Jan. 31 (Bloomberg) -- New Jersey’s ability to move toward full pension contributions will be “challenging” and may conflict with goals such as controlling property-tax growth and funding schools and infrastructure, Fitch Ratings said.
Governor Chris Christie’s budget for the fiscal year that ends June 30 funds only 14 percent of the pension payment recommended by actuaries, even after his benefit changes enacted last year, Fitch said in a report today. Pension demands will rise if the state fails to achieve its 8.25 percent assumed return on investments, the company said.

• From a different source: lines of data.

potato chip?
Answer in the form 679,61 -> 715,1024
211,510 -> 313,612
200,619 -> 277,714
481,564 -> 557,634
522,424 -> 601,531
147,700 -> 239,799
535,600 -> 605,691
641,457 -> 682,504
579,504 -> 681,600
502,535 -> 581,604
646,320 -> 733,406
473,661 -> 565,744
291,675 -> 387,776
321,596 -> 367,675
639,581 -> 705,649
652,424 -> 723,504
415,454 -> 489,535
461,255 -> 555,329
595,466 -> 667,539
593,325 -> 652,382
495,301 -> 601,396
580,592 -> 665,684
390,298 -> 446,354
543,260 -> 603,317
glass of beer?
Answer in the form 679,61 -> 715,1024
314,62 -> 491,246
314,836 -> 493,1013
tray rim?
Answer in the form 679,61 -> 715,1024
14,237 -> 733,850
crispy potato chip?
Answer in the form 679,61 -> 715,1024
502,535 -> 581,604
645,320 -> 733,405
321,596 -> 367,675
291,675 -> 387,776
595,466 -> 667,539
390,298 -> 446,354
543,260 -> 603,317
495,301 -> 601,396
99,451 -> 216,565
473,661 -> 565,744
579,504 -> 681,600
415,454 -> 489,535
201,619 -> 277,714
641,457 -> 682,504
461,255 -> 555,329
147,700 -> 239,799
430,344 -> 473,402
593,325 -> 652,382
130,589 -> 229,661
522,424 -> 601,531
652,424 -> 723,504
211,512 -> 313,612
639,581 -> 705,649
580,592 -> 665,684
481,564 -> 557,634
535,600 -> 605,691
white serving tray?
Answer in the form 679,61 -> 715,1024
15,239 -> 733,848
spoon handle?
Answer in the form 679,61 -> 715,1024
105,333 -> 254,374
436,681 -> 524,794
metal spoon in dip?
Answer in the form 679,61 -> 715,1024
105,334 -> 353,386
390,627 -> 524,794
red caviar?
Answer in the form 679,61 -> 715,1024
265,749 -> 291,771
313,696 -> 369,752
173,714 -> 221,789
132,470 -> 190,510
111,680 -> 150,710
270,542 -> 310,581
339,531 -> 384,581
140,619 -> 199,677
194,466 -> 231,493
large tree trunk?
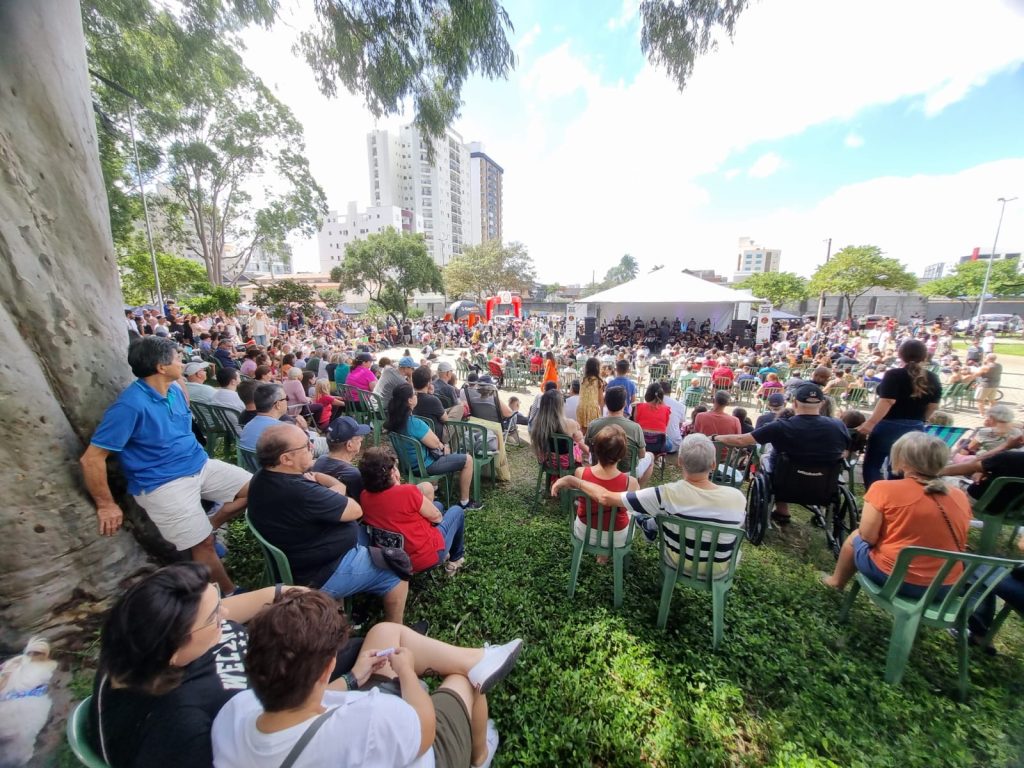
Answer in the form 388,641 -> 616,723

New Jersey’s pension funds, with $67.2 billion of assets, returned 1.7 percent last year as gains from debt, private-equity and real estate investments tempered losses from global stocks. The funds have an annualized 10-year return of 5.1 percent, according to reports released last week by the treasury’s investment division.
The state’s estimated pension-funding deficit fell to $36.3 billion from $53.9 billion after passage of Christie’s benefits plan. The gap then swelled $5.5 billion to $41.8 billion for the 12 months through June after Christie skipped a pension payment.

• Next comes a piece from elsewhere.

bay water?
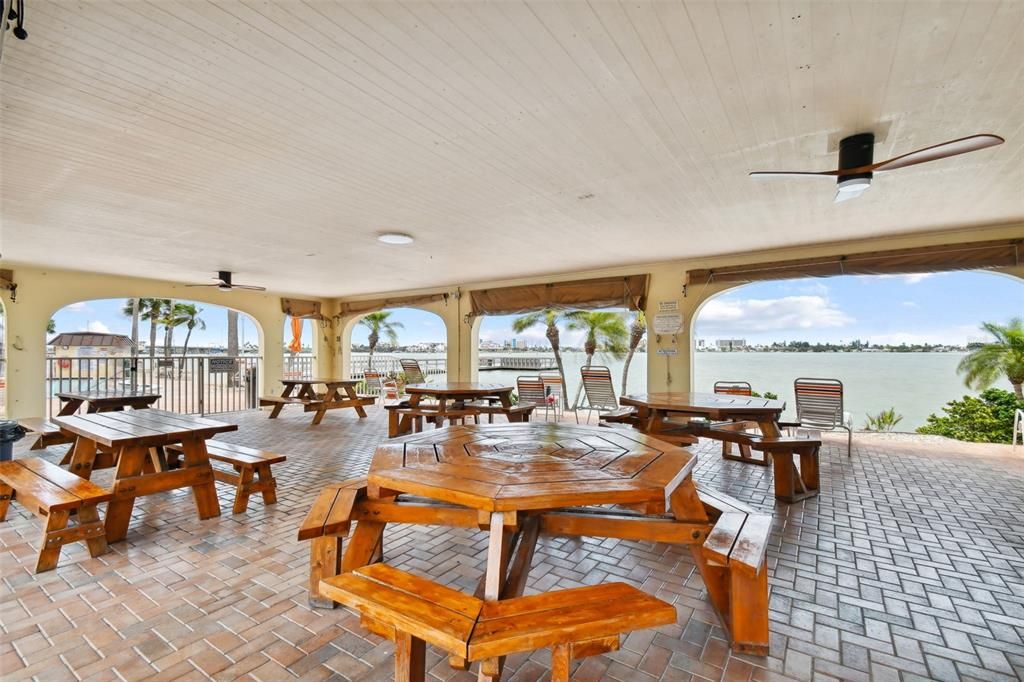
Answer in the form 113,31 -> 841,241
385,352 -> 974,431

“Fitch’s report shows again why pension reform was so vital,” Andrew Pratt, a spokesman for Treasurer Andrew Sidamon-Eristoff, said in an e-mail. “The unfunded liability for fiscal 2011 would be $20 billion higher if pension reform had not passed.”
The bills Christie signed in June raised requirements for early retirement, boosted employee contributions to pensions and health care, increased the minimum retirement age for new employees to 65 from 62 and froze cost-of-living increases.
A 2010 law required the state to begin phasing in full payments over seven years after a decade of lapsed funding. Christie, 49, a first-term Republican, this year budgeted $484 million for a payment. Actuaries recommended the state put in $3 billion.
New Jersey’s unfunded pension liability will continue to grow because of the failure to make the full contributions until fiscal 2018, Fitch said. The company rates New Jersey’s general-obligation debt AA-, its fourth-highest grade.